No, this was a country in crisis and it was palpable. While waiting for the train in Seattle in a lovely--yet strangely empty--rail station built in 1906, I just sat there in my jet-lagged stupor and watched people. You could see the weight of the last year in America bearing down on everyone, stoop-shouldered and bland so they became a blur of earth colors, interspersed with florescent green or orange. I had been drinking coffee to keep me going on my journey home, so sleep was not going to happen, even if it had been more than 24 hours since I woke at dawn in a comfy bed just south of London. With the exception of a couple of people since arriving home, this feeling of anger and sadness in those around me has continued.
Maybe I'm more sensitive to it right now. Months with minimal exposure to the spectacle (horror?) that is American politics right now has been a salve to this poor sod's soul. Maybe we're just losing our collective mind. Whatever the cause, it's downright frightening. About a week before I returned, the Parkland, Florida school shooting had occurred and our youth had started what I believe to be the tsunami headed our way. Failed by the adults running things, "adults" who have utterly failed them, they have begun to speak for themselves, are registering to vote as soon as they turn 18, and are walking out of schools in droves. Good on 'em. I, and many of my friends, have felt we were living in a Twilight Zone, yelling into the wind, our voices lost in the brain-numbing hurricane of the corporate behemoth now running this country. And the kleptocrats are playing the long-game, have been playing this game for a very long time. Although by no means the beginning of this trajectory, when it became public knowledge that Ronald Reagan was in bed with Jerry Falwell and the Moral Majority, I had a nascent feeling that things were taking a turn for the worse. When they all but disappeared from public discourse around the time of Clinton's presidency, I knew they hadn't gone away, but had instead gone underground, drawing out the blueprints for a plan that has led to our current "situation." Compound this with the growing power of corporations (read: Citizens United, Big Pharma, Big Agra, etc.) and the complete destruction of public education, you've got a perfect storm of greed, ignorance, and religious fanaticism.
What we have now is an over-medicated, under-educated, consumption-focused population too over-burdened with debt to do a damn thing. Most of my generation (and the previous one) are lost and many of them have raised children who are following in their footsteps. But thanks to changing technology and a growing awareness of my generation's (as well as that of my parents') failure as stewards of this planet, our youth are stepping up their game and saying ¡Basta!
The racism we are so aware of now is nothing new.
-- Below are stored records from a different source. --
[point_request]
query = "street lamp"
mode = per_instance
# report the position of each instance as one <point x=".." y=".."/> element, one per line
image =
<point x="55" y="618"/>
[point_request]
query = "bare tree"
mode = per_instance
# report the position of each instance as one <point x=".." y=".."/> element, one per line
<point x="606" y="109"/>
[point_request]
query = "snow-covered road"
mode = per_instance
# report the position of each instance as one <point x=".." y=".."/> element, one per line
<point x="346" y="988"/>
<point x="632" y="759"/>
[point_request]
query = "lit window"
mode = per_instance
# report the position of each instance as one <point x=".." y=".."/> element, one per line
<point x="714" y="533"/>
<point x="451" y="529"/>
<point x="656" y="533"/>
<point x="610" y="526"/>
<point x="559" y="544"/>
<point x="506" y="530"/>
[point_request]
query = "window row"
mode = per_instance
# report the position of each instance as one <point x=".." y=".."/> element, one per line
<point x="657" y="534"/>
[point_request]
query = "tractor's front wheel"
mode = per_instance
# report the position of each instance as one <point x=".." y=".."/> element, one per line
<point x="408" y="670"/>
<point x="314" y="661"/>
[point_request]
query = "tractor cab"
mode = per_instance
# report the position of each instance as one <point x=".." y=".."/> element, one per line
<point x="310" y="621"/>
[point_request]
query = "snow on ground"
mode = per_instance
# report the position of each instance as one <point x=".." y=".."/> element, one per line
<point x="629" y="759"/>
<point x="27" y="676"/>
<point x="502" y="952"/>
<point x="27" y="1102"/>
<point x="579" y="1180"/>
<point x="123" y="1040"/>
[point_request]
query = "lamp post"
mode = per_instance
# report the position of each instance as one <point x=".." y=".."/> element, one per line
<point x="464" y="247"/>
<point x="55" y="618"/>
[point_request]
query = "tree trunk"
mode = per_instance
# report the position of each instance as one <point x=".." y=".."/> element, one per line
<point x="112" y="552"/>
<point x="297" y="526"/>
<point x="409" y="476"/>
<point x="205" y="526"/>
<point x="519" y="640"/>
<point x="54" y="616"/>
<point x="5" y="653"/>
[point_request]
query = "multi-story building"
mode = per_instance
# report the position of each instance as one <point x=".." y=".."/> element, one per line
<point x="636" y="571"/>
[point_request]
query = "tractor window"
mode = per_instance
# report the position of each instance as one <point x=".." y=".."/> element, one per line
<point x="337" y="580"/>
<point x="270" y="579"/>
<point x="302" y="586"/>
It's an integral part of America since the first whites invaded and colonized this land. What is new is our public discussion of it, our ability to share that information, and to build networks of resistance against it. It may be hard to imagine as things are, but the time of those Americans aligned with white supremacy and corporate greed and who are emboldened by the current climate is ending. It will take more time than is comfortable and it's liable to get worse before it gets better but, in case you hadn't noticed, time is moving much more quickly now on account of the rapid flow of information and those of us working for justice are being heard louder and clearer than ever. This gives me hope in a time of chaos.